In recent years, the rapid development of deep neural networks and the widespread use of large-scale datasets have driven the emergence of many new applications. For example, Generative Adversarial Networks (GANs) [1] are capable of generating fake content that is almost indistinguishable from real content. In particular, current deep learning-based facial forgery techniques, due to their open-source nature and ease of use, have led to a surge in the number of fake videos on the internet, causing significant negative societal impacts. To mitigate the abuse and malicious use of these deepfake technologies, researchers have conducted extensive studies on fake video detection and proposed a series of methods to identify these forged models. Afchar et al. designed several small convolutional modules to capture the micro-features of tampered images. Rossler et al. utilized the Xception architecture to train both full frames and faces of videos. Nguyen designed a capsule network that extracts facial features using VGG19, followed by classification with a capsule network to distinguish fake images or videos. Mo et al. [2] used high-pass filtering and background as inputs. Ding et al. [3] employed transfer learning and fine-tuned ResNet18. Nguyen et al. [4] designed a Y-shaped decoder, combining segmentation and reconstruction loss with classification, using segmentation to assist classification. These detection methods perform well on benchmark datasets. However, existing research indicates that deep learning methods are highly sensitive to perturbations and processing operations in real-world scenarios [5]. In particular, these models face several challenges in practical applications: •

Strong Contrast Interference: In real-world scenarios, strong contrast between the foreground and background can cause the model to over-focus on background information, neglecting forgery details in the foreground. For example, in scenes with very complex and high-contrast backgrounds, the model may mistakenly classify forged content as normal because it relies too much on background features and overlooks subtle differences in the foreground.

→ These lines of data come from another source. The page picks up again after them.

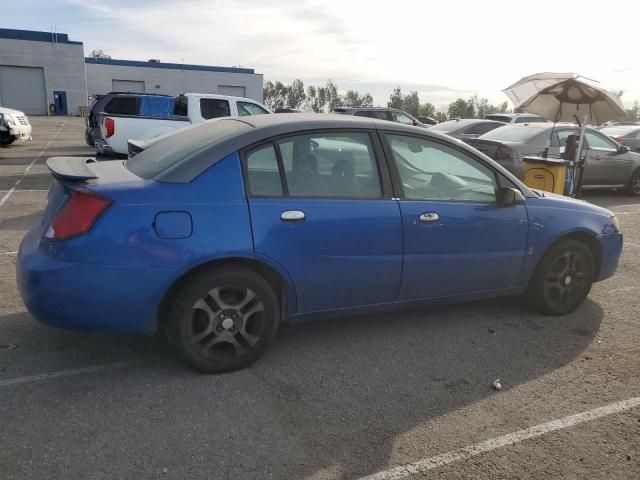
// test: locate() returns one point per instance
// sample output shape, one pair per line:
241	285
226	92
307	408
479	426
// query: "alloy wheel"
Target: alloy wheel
566	279
226	323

Geometric Distortion: Geometric distortions in images, such as deformation or warping, can affect the model's recognition ability. For instance, when an image is distorted due to the camera angle or lens distortion, the model may fail to accurately identify forged content, reducing classification accuracy.

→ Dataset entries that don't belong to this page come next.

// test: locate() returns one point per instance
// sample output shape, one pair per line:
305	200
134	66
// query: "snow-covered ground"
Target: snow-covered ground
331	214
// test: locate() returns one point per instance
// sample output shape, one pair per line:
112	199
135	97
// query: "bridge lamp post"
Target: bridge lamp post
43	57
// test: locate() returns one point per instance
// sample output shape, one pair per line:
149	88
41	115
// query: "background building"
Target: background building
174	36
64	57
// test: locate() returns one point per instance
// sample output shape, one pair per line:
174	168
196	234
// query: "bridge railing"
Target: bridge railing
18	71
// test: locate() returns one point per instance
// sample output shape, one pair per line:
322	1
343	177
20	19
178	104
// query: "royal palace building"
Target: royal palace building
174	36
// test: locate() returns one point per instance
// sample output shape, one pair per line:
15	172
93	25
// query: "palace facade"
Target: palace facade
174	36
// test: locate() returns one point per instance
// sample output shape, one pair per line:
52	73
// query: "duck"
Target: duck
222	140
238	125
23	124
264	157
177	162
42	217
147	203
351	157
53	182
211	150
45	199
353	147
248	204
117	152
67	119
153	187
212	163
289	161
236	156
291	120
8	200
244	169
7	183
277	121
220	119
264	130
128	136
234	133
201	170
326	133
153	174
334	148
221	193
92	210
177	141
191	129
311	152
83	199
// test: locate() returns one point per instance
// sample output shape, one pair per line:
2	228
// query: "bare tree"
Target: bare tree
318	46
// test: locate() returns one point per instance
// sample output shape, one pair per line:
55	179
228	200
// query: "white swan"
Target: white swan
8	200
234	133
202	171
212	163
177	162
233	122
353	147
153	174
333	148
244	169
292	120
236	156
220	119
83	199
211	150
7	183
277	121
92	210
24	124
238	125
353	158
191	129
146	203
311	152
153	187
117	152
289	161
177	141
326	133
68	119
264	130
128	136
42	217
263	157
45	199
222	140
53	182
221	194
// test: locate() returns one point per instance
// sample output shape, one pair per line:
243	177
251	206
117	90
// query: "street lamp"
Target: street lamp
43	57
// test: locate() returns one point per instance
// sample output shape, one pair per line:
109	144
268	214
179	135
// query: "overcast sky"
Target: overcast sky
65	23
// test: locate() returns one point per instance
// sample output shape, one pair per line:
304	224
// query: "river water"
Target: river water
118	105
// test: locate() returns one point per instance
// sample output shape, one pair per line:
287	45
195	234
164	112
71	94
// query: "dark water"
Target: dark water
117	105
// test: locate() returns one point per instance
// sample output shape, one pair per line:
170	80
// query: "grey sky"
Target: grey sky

Weather Condition Changes: Changes in weather conditions, such as rain or haze, can reduce the clarity and contrast of images or videos. Thus, under low-contrast or blurry conditions, the model may struggle to extract features of forged content, leading to a significant decrease in classification accuracy. For example, fake videos captured in rainy conditions may become blurry, making it difficult for the model to effectively detect forged features.